I'm with those that like the small thin stuff. I know some like 3-4" and thicker. I like everything I can get. I have about a pallet and a half of thin stock. Makes a great starter wood. I let my stove burn out every night, except really cold nights, and start up each morning. There is a lot of heat energy in those thin twigs. My winter is just about over. The pastures are greening over. Forecast for next week is 72-73 so just a fire in the morning. I was out working in a flannel shirt yesterday. Nice days ahead.
 
A man with a pole saw could scrounge all day up here just on dead, bone dry red oak limbs from 4-8" in diameter, and within reach. Seems like every live oak has at least one and most times 2 or 3 on them. I may just have to get me one of them things.


That's a great idea
 
A man with a pole saw could scrounge all day up here just on dead, bone dry red oak limbs from 4-8" in diameter, and within reach. Seems like every live oak has at least one and most times 2 or 3 on them. I may just have to get me one of them things.
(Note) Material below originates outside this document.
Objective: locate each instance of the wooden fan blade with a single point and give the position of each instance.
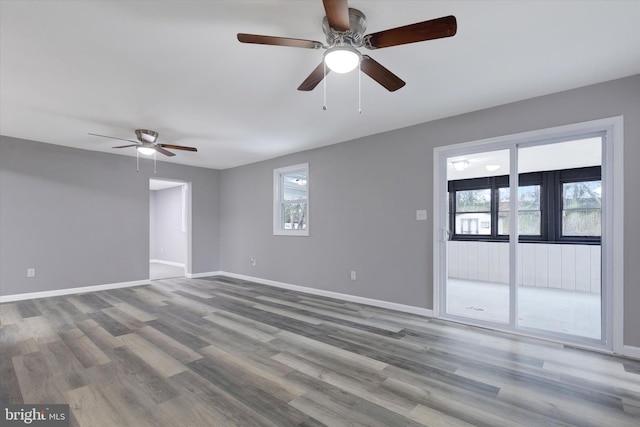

When I used to take my kids camping at the state parks there wasn't a stick on the ground because of all the campers scrounging wood. We used to take down the clothes line and tie a rock to it and pull down all those low dead limbs for our fire. The kids called it" Rockin and ropein"
 
I was getting very low, my OWB is a hog when it hits -20° and stays there.
Went and got a load of slab wood, that went fast, so I ordered a semi load of logs, doing fine now, but I'm ready for this winter to be over.
As another Michigan thumbilly, The snow is deep in these woods, The only way in and out for me is a yamaha rhino and a little trailer. Need to get ready for next year.
 
Got any furniture you aren't particularly fond of? I sympathize for you though.


lol...I'm heating with a bed frame right now,been keeping us warm for almost 2 days.

I am not out of good wood yet,our old king sized log bed frame was just about shot,so I cut it down to fit the OWB.